There is always hope. And even if the outcome isn't what you are working for right now, you'll find hope that you'll come out a better and happier person.
Quote:
I came home, and my husband who has been "house sitting" seemed both happy and afraid to see me.
I am back, calmer, more self assured and ready to see where my path is going to lead me.
I've always found getting away from my general life and living in my head suits me well. Glad it gave you and your D a chance to regroup.
Quote:
We have a LOT of debt, most of it happened when we were handed an unexpected "bill". It was a years salary, and it crippled us for 4 years. It has caused a lot of strife.
Yes this has made me incredibly worried about money, and probably a control freak about it. And I bet I have been incredibly critical, and have hurt his self esteem. The debt is paid ,we have climbed out of that hole and are finally on solid financial ground. But the hurt, his and mine, are still there.
I can totally understand this dynamic. Muse, you might have to go back to your childhood to work on where this fear originated and how you're going to manage in the future. If it makes you feel better, I had to do it myself. My situation wasn't as desperate as yours, but I grew up without much $$ and whenever my parents seemed to get some, some catastrophe came along to take it away.
I have a mother figure mentor who lives life with the attitude of abundance. Everything she has RIGHT NOW is enough. I've worked really hard to approach my own fears like that. The more attention you give to the fear, the more likely you will manifest what you think about.
Maybe tell yourself that money is currency only. It buys what you need, but it will not be the one thing that defines you. I realize you had some setbacks. I'm a business owner, and the past 4 years put me into massive debt. I'm having a good year in 2013, and slowly making some headway but I have a long way to go. I just look at it as work in progress and then leave myself alone.
Have you ever read Wild at Heart by John Eldredge? I'm going to suggest it to you to maybe help you understand the male psyche. It rocked my world, and when I finished it, I cried like a baby. I realized that I had contributed to breaking down a man who was trying to do what men do instinctively.
This doesn't excuse irresponsibility.
Quote:
We do talk, he hides behind this wall of politeness, and I am told how happy he is, how free he is, and how much he is looking forward to doing now that he has that freedom. I do have an update as of last night, but I will get to that at the end.
I can see that you're taking his comments personally. Don't! Listen, if your H ain't happy, there is no way your marriage will be happy. Listen to him. Watch him. What's he getting from his "freedom" that he doesn't have when he's with you? Really look at this, Muse. Here is a good part of the answers to your questions.

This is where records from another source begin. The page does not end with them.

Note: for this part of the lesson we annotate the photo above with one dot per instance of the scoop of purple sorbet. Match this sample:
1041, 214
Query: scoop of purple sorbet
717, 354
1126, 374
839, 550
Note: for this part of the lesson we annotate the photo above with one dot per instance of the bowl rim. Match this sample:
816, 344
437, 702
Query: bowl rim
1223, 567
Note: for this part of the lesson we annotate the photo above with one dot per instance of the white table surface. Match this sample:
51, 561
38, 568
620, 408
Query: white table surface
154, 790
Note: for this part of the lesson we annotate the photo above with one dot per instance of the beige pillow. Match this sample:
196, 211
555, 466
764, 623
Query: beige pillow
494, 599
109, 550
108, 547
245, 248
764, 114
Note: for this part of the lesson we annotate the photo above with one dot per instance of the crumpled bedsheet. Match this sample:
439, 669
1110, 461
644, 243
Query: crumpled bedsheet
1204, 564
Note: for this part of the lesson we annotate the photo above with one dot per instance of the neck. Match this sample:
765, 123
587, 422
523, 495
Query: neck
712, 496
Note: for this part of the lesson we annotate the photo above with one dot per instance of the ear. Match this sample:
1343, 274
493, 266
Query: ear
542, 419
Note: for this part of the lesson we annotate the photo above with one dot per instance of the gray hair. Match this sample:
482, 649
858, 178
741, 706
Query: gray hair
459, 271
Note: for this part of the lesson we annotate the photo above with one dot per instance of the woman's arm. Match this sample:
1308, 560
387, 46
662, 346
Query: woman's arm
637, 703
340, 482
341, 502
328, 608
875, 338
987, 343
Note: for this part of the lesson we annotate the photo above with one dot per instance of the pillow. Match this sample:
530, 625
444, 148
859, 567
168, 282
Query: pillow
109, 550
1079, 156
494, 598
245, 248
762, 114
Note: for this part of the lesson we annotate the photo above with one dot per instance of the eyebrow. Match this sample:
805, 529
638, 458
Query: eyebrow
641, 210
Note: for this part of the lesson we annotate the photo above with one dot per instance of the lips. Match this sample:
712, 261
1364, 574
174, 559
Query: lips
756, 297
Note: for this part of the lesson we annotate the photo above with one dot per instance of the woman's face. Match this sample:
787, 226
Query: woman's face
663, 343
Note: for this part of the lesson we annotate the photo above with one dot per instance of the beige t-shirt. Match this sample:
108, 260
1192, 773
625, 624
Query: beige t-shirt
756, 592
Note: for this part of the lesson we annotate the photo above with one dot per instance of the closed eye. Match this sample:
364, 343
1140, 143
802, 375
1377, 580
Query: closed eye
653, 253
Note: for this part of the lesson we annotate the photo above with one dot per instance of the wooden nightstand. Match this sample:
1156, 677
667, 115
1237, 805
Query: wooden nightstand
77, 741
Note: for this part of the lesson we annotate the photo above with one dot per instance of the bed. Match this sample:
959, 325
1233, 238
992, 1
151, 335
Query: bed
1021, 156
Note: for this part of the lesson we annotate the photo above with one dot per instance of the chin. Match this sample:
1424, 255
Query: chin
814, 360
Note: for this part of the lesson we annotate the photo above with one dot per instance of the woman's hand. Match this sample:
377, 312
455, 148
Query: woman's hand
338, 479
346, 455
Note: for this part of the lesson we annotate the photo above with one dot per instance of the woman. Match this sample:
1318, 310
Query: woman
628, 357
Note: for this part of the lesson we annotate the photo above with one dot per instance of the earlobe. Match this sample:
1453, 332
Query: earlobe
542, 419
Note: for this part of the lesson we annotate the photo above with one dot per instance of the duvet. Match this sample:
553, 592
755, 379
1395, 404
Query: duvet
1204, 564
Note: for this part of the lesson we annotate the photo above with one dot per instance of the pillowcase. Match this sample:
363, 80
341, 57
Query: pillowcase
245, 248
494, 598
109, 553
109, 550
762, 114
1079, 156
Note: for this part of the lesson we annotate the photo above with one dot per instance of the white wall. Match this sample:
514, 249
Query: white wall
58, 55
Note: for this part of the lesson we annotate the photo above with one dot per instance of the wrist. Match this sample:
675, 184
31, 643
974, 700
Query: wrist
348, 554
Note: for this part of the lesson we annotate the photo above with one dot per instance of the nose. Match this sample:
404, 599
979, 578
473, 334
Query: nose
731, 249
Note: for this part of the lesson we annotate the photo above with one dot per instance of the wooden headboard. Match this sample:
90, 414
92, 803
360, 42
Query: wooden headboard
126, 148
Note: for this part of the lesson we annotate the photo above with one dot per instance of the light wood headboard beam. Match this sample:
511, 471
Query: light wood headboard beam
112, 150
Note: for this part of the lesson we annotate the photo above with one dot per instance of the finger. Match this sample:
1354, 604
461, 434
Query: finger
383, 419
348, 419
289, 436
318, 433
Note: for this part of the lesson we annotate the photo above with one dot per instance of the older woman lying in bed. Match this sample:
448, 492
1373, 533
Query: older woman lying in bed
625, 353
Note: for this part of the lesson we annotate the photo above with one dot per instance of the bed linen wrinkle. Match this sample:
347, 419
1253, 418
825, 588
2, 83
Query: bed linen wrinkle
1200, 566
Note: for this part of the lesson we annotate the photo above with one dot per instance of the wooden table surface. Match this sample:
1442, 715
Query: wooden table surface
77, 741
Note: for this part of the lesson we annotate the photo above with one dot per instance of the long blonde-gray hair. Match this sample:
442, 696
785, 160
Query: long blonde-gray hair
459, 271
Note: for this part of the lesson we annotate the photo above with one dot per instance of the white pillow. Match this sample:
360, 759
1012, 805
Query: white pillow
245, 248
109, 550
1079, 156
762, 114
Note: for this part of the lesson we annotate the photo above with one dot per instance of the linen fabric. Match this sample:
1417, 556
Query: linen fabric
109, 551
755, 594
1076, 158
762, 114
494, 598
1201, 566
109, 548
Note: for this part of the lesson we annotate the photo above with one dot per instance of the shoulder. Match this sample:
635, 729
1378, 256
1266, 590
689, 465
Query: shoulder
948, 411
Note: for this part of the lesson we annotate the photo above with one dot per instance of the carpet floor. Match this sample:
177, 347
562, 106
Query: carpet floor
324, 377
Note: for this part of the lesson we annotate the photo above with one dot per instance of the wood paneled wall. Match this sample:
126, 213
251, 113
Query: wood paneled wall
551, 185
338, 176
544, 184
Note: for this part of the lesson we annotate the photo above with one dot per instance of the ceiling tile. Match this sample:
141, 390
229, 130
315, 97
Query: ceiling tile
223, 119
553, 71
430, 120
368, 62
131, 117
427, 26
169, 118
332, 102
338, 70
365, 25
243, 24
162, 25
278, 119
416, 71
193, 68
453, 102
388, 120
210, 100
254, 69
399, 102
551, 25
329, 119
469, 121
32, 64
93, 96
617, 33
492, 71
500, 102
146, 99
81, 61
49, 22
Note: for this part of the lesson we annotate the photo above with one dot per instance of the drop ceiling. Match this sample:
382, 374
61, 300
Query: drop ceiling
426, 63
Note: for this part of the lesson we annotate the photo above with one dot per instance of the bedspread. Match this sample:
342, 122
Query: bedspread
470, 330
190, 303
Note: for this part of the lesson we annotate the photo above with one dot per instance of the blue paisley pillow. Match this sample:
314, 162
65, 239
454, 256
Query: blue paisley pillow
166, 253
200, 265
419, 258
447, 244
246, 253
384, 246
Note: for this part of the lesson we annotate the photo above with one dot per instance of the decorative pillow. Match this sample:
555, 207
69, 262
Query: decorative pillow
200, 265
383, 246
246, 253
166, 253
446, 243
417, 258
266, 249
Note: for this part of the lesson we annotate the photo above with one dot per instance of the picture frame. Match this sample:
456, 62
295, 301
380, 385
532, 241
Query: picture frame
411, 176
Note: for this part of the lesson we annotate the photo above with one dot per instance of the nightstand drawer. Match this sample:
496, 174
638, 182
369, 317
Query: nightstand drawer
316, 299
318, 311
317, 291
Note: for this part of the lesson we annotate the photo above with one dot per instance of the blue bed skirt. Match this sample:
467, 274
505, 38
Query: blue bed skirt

Encourage him to seek the answers he needs, Muse. Be supportive. Be empathetic. Apparently, there is a lot of hurt and resentment here and you are going to have to shelve yours for awhile to heal this. Keep telling yourself that you want to be happy vs. right. Dropping the scorekeeping is what helps the forgiveness process.
Now, for that update?
Betsey
"There are only 2 ways to live your life. One is as though nothing is a miracle. The other is as though everything is a miracle."